In fact, both of these warning labels do a poor job. According to a recently published study, neither effectively dissuades investors from believing that an investment adviser on a hot streak will be able to continue doing so.
This belief, which is widespread, is referred to as the hot-hand bias or the hot-hand fallacy. Those guilty of it believe that, between two funds with identical long-term performance, the one whose more recent performance is superior is the better bet for future performance.
This new study appeared in the Journal of Public Policy & Marketing. Entitled “Fooled By Success: How, Why and When Disclosures Fail or Work in Mutual Fund Ads,” the study was authored by Professors Joseph Johnson of the University of Miami, Gerard Tellis of the University of Southern California, and Noah Van Bergen of the University of Cincinnati.
The researchers reached their conclusions after conducting a series of elaborate experiments in which investors had to choose between various hypothetical mutual funds. The funds were otherwise identical except for the sequence of their quarterly returns. In some cases that sequence was random, while in other cases the funds exhibited a pattern of increasing performance over as many as the trailing 11 quarters. The experiments also differed according to which of the two warnings was included.
The professors found that, regardless of the warning, investors preferred the fund that exhibited the longest pattern of improved returns.
They then surveyed the investors in these experiments as to their understanding of the SEC’s current warning. The professors found that, surprisingly, investors were not “ignoring or misunderstanding” it. Instead, Tellis told me in an interview, they were misapplying their understanding. They were interpreting the warning to mean that, while past performance does not “guarantee” future performance, it still is a helpful guide.
To prevent this misapplication, a more strongly-worded warning would be needed. But what, exactly? The professors attempted to answer this question by studying other possible disclosures. They tried this:
- “Scientific research has shown that index funds, such as the S&P 500 outperform managed funds over the long term.”
But this wording did not lead to a significant attenuation of the hot hand fallacy.
Here’s the warning that did reduce investors’ belief in a hot hand:
- “Scientific research has shown that mutual funds cannot perform any better than luck. So their past performance is irrelevant.”
Tellis said that “such a strong statement is needed” to counter investors’ belief in hot hands.
Should the SEC adopt this more strongly worded warning?
Should the SEC adopt this more strongly worded warning? That question is not as easily answered as you might think. On the one hand, shorter-term track records are overwhelmingly statistical noise. A fund that has done well over the recent past is no more likely to be a good choice for the future than one which has done poorly.
On the other hand, it’s going too far to say that past performance is totally irrelevant. At least some research has found that, even though past performance is largely uncorrelated with subsequent performance, it is not completely so.

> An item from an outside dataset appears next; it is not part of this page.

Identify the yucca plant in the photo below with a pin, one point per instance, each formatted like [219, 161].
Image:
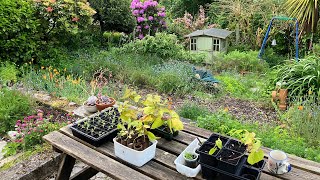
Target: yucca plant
[300, 77]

I have reported on some of this research before. In one study, for example, 98.3% of a portfolio’s ranking in a given year was found to be due to factors completely unrelated to its prior performance. Another found this percentage to be 91.8%. Though neither study leaves much room for past performance to explain or predict much, it doesn’t mean there’s no such room whatsoever.
As a matter of public policy, therefore, the SEC would probably be going too far to adopt the more strongly worded warning offered in this new study.
It nevertheless would serve most investors well to internalize the spirit of the professors’ strongly worded warning — especially in regards to shorter-term performance.
To show this, consider what I found when searching for hot hands among the investment newsletters my auditing firm monitors. Specifically, I imagined myself five years ago, at the beginning of 2016, deciding between various newsletters according to the strength of their hot hands up until that point. Following loosely the lead of this recent study, I focused on the trailing 11 calendar quarters through the end of 2015, calculating for each newsletter the number of those quarters in which they had beaten the overall stock market.
The table below shows these newsletters’ performance over the five years since the beginning of 2016, as a function of the number of trailing calendar quarters of market outperformance. The metric I used is the Sharpe Ratio, which reflects risk-adjusted performance.
At the 95% confidence level that statisticians often use when determining if a pattern is genuine, there is no statistically significant correlation between the number of quarters of market-beating return and subsequent performance. The average Sharpe Ratios fall in a small range, regardless of how many calendar quarters prior to the end of 2015 in which the newsletters beat the market.
The bottom line: Short-term performance plays a depressingly modest role in explaining which advisers and funds will perform the best in the future. Even if you don’t go so far as to say that past performance is completely irrelevant, your default choice should be index funds.